Operational Issues and Incidents
Index | Description | Start | End | Severity | Affected VO(s) |
---|---|---|---|---|---|
EMC arrays serving 3D/LFC/FTS databases made unstable by attempts to stabilise the Castor EMC arrays | Tuesday 6/0ct am | UPS issues to be fixed | Catastrophic | All | |
Gdss138 double disk failure: two drives failed in quick sucession (30 minutes) | Monday 0530-0600 | Ongoing | Severe | LHCb Dst data. Data loss confirmed |
Summary of plans for week ahead
Scheduled and Cancelled Down Times
Type=Down/At Risk/Cancelled entries in/planned to go to GOCDB
Component | Description | Start | End | Affected VO(s) | Type |
---|
Development priorities
- All
- Work on evacuating A1 Upper (Castor LSF/FlexLM triplet)
- Martin:
- Viglen08 disk acceptance solution
- Ian:
- Finalising new flex license servers for LSF
- Further Quattor tutorial for Cheney
- Assist with new disk servers
- James T:
- Quattorisation of disk servers
- Decision on Viglen 2008 suggested solution
- Primary on call Mon - Thurs
- Jonathan:
- Quattor implementation for Nagios slave
- security updates to disk servers to prevent general user logins
- Nagios configuration updates
- James A:
- Continue with SINDES.
- Make some fixed to the Hardware database for Kash.
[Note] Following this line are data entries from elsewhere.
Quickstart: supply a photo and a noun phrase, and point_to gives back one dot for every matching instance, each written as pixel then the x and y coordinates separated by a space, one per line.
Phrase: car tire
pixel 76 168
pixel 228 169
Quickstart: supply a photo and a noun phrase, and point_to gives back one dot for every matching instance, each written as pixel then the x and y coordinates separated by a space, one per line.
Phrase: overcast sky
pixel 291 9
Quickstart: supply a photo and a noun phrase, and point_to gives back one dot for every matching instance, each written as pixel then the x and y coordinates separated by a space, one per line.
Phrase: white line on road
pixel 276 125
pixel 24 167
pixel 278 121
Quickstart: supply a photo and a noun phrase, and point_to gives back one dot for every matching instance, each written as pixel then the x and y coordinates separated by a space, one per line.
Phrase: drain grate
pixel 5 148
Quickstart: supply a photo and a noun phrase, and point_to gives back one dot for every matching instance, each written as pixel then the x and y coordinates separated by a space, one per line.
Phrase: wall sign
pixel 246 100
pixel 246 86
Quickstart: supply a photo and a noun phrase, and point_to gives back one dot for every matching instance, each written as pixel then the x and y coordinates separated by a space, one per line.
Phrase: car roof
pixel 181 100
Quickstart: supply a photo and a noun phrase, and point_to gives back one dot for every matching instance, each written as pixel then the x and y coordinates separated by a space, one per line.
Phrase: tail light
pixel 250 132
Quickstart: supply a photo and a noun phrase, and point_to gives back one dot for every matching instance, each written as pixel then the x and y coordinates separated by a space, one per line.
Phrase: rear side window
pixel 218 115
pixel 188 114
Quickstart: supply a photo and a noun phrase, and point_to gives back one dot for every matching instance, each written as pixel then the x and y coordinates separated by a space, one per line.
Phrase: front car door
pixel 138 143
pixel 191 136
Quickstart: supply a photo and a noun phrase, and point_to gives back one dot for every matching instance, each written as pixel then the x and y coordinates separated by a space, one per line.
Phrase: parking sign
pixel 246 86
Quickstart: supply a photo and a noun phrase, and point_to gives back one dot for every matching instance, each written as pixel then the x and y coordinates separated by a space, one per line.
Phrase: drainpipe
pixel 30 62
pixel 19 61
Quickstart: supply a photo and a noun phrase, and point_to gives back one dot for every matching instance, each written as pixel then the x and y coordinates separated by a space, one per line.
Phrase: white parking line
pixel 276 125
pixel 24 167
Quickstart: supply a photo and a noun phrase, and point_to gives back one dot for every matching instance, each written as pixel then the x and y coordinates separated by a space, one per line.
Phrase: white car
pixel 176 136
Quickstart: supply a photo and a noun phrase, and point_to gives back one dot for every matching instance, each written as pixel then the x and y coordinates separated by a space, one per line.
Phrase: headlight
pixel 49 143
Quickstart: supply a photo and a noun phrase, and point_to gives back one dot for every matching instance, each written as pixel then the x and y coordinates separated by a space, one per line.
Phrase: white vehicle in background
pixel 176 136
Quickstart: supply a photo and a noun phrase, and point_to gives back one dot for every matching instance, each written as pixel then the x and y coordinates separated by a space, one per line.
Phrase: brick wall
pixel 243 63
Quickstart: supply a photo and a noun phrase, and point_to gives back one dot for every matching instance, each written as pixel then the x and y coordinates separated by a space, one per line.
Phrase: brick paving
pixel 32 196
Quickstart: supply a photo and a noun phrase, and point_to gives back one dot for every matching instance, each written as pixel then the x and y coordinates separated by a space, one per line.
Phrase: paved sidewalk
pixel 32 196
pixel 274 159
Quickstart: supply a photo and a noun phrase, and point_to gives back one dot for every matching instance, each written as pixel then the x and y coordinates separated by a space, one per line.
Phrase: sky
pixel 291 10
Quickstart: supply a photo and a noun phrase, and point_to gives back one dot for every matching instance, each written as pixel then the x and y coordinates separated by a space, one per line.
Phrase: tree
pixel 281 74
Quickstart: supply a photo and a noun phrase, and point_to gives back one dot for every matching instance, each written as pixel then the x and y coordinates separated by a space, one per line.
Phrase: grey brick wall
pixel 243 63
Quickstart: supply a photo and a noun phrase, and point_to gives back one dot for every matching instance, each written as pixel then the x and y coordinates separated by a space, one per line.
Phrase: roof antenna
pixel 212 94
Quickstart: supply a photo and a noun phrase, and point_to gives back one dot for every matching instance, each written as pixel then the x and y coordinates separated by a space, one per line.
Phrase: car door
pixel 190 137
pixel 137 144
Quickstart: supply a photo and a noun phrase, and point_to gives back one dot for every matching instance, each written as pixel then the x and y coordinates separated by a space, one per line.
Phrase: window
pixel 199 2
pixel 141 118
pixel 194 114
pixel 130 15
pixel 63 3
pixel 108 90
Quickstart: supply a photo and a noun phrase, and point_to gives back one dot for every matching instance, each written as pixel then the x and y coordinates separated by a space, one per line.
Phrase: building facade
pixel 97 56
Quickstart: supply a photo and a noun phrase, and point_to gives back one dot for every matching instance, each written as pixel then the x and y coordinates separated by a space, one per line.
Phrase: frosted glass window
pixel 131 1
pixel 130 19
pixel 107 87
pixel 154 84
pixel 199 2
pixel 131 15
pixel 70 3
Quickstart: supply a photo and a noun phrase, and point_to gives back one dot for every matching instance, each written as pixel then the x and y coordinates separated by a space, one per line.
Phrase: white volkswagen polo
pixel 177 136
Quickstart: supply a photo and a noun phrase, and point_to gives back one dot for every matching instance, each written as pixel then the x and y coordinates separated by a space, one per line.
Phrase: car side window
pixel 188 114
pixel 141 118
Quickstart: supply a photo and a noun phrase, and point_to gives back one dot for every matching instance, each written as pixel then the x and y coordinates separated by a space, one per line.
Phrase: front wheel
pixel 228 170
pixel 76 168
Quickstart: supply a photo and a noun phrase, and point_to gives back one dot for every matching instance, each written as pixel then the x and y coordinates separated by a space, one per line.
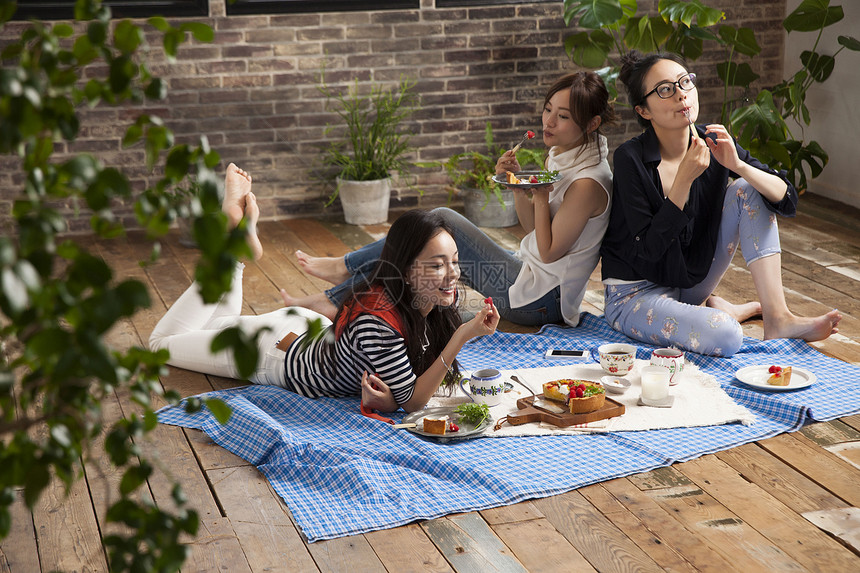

- Update and make changes to Cacti.
- Kash:
- Drive replacement.
- Fixing broken WNs.
- gdss67 return to castor team after finishing test.
- gdss138 double disk failure. (Intervention)
- Continuous working on 2008 disk servers and working nodes.
- Continuous working on gdss67, 138, 163 and 282.
Absences
- Jonathan: S/L Monday
- Jonathan: A/L Thursday am
Fabric On-Call
- Mon-Thu: James T Primary on call
- Fri-Sun: Ian Primary on call
Advanced Warning of Requirements and Blocking issues
- Unable to proceed with Atlas TAG migration to 64bit due to arrays being used for 3D systems while EMC kit is flakey.
Services Issues
- Various requests for hardware.
- Working on various hardware requests for Services team.